Britney powiedziała Lynne, żeby posłała jej kurierem akt urodzenia. Kiedy w końcu przyszedł i go przeczytała, całkiem zbladła. Nie było na nim ani imienia Jamiego ani Lynne - twierdzi źródło.
Piosenkarka, pomimo szoku, wzięła ślub. Kilka godzin później go anulowała. W parę dni po całym zdarzeniu odwiedziła swoją matkę i domagała się wyjawienia prawdy - Lynne ponoć potwierdziła, że Britney jest adoptowanym dzieckiem.

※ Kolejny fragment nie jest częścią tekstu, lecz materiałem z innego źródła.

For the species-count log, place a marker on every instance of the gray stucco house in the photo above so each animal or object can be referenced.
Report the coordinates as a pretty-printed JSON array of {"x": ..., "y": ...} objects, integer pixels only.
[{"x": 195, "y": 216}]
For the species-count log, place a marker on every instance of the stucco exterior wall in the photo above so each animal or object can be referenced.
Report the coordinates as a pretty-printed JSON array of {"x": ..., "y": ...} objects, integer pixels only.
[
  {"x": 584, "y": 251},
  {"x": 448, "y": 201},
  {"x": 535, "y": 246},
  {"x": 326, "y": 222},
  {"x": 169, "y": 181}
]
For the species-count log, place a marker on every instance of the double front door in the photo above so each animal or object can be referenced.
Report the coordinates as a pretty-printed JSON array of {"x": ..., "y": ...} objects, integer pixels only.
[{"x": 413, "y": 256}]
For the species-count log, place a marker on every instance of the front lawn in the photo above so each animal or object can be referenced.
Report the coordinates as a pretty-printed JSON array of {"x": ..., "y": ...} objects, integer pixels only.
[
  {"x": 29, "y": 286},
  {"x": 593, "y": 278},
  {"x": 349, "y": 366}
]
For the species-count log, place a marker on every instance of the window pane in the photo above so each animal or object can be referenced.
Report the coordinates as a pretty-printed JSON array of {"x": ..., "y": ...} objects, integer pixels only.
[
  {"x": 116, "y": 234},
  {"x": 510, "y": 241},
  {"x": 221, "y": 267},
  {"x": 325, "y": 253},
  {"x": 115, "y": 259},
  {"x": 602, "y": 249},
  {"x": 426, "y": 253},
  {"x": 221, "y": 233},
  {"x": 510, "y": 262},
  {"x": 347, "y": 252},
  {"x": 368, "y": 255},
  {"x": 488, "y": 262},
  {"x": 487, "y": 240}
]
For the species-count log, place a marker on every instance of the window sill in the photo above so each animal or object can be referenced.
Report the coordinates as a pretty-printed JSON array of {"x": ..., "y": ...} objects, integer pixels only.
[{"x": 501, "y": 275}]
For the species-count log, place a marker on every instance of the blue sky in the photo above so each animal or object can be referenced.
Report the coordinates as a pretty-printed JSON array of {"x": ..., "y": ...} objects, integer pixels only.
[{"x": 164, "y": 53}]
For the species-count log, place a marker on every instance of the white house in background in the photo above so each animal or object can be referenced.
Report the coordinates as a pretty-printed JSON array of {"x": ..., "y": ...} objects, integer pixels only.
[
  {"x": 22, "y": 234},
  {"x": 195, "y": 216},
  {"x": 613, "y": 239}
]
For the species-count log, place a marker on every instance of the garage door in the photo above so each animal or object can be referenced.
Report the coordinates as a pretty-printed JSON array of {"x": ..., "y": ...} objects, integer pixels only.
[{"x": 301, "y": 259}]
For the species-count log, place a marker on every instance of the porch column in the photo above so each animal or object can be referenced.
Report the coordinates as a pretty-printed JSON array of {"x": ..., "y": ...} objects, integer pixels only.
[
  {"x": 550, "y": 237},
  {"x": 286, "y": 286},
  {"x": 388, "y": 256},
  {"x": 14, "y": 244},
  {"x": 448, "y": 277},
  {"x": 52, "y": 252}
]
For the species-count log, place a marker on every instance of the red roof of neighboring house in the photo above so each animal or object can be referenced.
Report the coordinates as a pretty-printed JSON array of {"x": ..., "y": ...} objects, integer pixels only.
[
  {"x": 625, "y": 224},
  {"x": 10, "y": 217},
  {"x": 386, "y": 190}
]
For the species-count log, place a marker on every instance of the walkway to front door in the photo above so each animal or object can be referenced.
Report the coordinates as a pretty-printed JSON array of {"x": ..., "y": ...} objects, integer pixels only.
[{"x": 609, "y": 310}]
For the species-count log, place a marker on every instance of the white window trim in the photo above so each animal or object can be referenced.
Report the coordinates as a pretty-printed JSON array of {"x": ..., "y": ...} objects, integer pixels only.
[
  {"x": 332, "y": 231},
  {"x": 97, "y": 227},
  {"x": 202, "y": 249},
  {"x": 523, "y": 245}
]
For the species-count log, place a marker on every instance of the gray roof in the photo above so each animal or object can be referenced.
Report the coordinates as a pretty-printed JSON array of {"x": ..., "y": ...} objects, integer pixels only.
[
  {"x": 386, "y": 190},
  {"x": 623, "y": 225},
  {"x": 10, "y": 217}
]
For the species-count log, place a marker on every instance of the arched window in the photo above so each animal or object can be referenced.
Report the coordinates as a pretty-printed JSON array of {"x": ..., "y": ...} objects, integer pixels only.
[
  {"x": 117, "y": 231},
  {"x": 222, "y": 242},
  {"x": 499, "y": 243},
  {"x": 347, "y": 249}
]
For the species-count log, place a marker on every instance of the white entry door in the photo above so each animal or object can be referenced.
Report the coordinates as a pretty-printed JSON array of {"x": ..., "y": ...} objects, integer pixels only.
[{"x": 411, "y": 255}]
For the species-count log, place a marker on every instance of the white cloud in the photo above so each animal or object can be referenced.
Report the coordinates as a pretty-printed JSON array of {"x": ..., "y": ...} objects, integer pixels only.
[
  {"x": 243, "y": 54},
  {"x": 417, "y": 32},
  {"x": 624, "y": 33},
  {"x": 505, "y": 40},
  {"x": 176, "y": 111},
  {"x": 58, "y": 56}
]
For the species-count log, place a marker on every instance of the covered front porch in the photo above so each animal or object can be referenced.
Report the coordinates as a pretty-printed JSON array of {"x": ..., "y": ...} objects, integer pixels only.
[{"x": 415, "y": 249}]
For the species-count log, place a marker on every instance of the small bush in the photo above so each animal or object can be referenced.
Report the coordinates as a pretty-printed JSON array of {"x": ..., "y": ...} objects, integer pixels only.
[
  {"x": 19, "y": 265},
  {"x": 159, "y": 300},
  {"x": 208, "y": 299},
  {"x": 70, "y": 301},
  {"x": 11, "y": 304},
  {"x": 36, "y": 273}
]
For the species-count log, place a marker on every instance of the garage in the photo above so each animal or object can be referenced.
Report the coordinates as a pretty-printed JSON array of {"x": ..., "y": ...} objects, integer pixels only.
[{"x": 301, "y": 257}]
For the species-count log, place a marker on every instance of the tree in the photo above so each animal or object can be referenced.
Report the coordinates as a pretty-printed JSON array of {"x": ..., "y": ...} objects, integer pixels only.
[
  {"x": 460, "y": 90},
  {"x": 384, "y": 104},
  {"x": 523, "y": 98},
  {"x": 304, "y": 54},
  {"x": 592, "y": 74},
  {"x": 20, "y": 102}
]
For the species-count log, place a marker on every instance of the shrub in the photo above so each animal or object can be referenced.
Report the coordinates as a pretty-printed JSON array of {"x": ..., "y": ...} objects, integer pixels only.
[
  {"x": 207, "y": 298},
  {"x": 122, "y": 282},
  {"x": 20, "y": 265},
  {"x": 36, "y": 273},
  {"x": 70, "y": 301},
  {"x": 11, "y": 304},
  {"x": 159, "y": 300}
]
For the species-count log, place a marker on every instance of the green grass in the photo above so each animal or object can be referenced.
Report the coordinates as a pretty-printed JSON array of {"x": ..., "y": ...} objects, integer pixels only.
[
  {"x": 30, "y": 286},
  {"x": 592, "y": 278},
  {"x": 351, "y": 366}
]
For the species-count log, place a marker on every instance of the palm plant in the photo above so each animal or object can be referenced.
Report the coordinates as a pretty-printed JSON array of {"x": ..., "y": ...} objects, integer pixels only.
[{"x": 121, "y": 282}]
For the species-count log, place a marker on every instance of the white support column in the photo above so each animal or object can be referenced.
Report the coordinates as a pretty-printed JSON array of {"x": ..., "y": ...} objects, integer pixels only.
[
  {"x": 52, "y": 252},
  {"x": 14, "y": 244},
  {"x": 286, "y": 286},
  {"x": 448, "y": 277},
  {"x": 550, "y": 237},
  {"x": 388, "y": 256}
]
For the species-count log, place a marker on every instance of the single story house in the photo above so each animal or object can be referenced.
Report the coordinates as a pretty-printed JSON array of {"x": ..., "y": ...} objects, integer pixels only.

Lynne nie miała serca powiedzieć tego Britney - wyjaśnia przyjaciel. Akt urodzenia był sposobem ujawnienia prawdy bez konieczności stawania twarzą w twarz z Britney. Nie sądzę, by kiedykolwiek wybaczyła matce.
Jeśli jest to prawda, przyczyna pogorszenia stosunków Brit i Lynne może znaleźć swoje racjonalne wyjaśnienie. Podobno piosenkarka poszukuje swoich biologicznych rodziców.